– ¿Alguna vez has estado
enamorado?– Le pregunta Eduardo Roberts al general José Juan Reyes que
recapitula con los ojos vacíos y responde que no. Más tarde, después de conocer
a la señorita Beatriz Peñafiel, a sus chamorros y su genio bien-bonito, el general
indaga con su amigo el padre Rafael “Sierrita” quién es ella, y después de
escucharlo decir que –ella representa la seguridad y el arraigo de la casa, de
la tierra, de lo que no cambia, de lo que no se conquista luchando como tú
luchas– Con voz firme y mirándolo de frente, el general Reyes le responde –Muy
bien, eso lo comprendo muy bien, pero dime ella, ¿está enamorada?

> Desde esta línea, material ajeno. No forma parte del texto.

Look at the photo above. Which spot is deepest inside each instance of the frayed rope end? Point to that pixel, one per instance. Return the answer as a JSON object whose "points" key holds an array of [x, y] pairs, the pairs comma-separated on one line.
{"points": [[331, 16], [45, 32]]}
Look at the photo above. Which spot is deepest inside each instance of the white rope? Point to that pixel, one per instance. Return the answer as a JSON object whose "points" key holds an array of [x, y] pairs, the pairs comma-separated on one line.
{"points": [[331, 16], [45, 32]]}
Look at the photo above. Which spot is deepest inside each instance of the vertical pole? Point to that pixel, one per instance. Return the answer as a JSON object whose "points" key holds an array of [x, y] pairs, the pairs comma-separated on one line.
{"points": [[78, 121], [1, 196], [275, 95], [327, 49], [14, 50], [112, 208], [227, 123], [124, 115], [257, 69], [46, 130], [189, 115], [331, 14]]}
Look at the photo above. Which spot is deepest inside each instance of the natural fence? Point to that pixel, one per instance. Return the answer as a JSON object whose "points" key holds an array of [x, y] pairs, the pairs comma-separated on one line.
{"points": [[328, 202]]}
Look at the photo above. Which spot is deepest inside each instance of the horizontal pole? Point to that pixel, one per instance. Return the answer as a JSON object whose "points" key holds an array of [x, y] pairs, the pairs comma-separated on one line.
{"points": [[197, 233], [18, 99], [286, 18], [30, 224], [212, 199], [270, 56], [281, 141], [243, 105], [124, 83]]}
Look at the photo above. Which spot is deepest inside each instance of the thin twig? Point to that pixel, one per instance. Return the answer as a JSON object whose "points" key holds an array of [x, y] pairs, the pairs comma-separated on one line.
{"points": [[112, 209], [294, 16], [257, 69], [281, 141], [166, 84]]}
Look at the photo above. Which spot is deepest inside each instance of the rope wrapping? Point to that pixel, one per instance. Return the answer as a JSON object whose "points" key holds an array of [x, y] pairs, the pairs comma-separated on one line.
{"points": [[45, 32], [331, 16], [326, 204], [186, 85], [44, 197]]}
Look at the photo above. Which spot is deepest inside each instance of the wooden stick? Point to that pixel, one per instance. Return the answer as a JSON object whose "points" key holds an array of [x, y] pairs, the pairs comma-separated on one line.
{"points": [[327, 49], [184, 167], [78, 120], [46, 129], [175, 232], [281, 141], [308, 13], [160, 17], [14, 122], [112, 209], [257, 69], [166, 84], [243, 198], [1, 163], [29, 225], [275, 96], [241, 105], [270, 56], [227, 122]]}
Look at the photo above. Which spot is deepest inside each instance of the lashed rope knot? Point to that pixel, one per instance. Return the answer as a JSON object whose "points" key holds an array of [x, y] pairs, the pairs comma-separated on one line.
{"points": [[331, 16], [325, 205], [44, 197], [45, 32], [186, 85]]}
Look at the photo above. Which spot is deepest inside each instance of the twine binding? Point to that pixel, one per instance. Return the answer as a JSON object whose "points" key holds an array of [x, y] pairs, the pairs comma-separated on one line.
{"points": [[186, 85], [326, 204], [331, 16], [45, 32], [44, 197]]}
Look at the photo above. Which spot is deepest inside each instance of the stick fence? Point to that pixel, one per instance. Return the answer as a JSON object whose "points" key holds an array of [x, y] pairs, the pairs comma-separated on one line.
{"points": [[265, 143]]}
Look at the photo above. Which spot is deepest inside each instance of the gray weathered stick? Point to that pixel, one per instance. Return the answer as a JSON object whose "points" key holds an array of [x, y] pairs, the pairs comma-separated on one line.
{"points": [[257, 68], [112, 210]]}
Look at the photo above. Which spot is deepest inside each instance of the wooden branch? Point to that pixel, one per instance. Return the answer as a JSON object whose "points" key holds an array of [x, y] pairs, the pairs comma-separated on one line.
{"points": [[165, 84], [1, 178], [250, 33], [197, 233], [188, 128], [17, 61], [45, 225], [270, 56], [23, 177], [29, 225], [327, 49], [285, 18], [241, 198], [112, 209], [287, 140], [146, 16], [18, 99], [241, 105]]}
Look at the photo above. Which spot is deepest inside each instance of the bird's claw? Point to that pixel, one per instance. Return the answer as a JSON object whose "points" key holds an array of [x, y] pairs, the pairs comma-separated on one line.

El padre
Sierra no sabe que responder.
Llegando al clímax dramático, a
Beatriz le pregunta su prometido, Roberts, momentos antes de la boda civil, si está
segura de que quiere casase con él, de que no quiere a otro hombre y que sólo
lo quiere a él –Porque ese otro hombre te quiere tanto a ti como podría yo quererte–
Y mirándola con frialdad y cariñoso respeto, mientras ella tiene perdidos los ojos en otro lugar, en la guerra, en la capilla; con melancolía Roberts le pregunta – ¿Entonces estás segura
que estás dispuesta a ser mi esposa? Ella está segura, dice, y él le da un regalo
de bodas (bien frívolo), ella camina de su brazo con un vestido negro casi como dirigiéndose a la tumba.
Roberts entre sus tres
preguntas no quiere saber si está enamorada, pero ella lo está, ahora sí, de
José Juan, a quien alcanza después de huir de su boda junto a las sombras
coronadas con su sombrero que pasan marchando sobre ella por la pared al son de una
banda de guerra; llevándola hacia él, majestuoso sobre su caballo, en retirada.
Beatriz camina, como las
soldaderas, atrás de su general, quien voltea a verla y ya ni puedo narrar
su expresión porque eso sólo se pudo y se podrá ver en los ojos y la sonrisa de
Pedro Armendáriz papá.
Los dos caminan el camino de la
victoria en medio de una gran derrota y el sol hace que estas siluetas
orgullosas a contra luz, se le queden fijas a uno, como negativos, en la mente.
Esta
sin duda es la película del cine de oro mexicano que más me ha impactado, y
además del final, de su premisa social, de ver así a Cholula y la capilla del
Rosario; de la épica confesión de amor del General José Juan a la mujer a quien sí se le escapa una lágrima, del carácter fuerte, atrevido y diferente al de otras protagonistas de la época de
Beatriz, y de mi súper arrollador crush con Pedro Armendáriz y su José Juan Reyes; especialmente
me fascina la fotografía de Gabriel Figueroa siempre y más en la escena de la serenata, con su atmósfera de
resguardo en el interior de la habitación de Beatriz, que está despertando dulcemente
a su propio (y caótico, machín, guapote, franco) llamado a la aventura, tras la
línea luminosa del balcón, ahora entreabierto en secreto.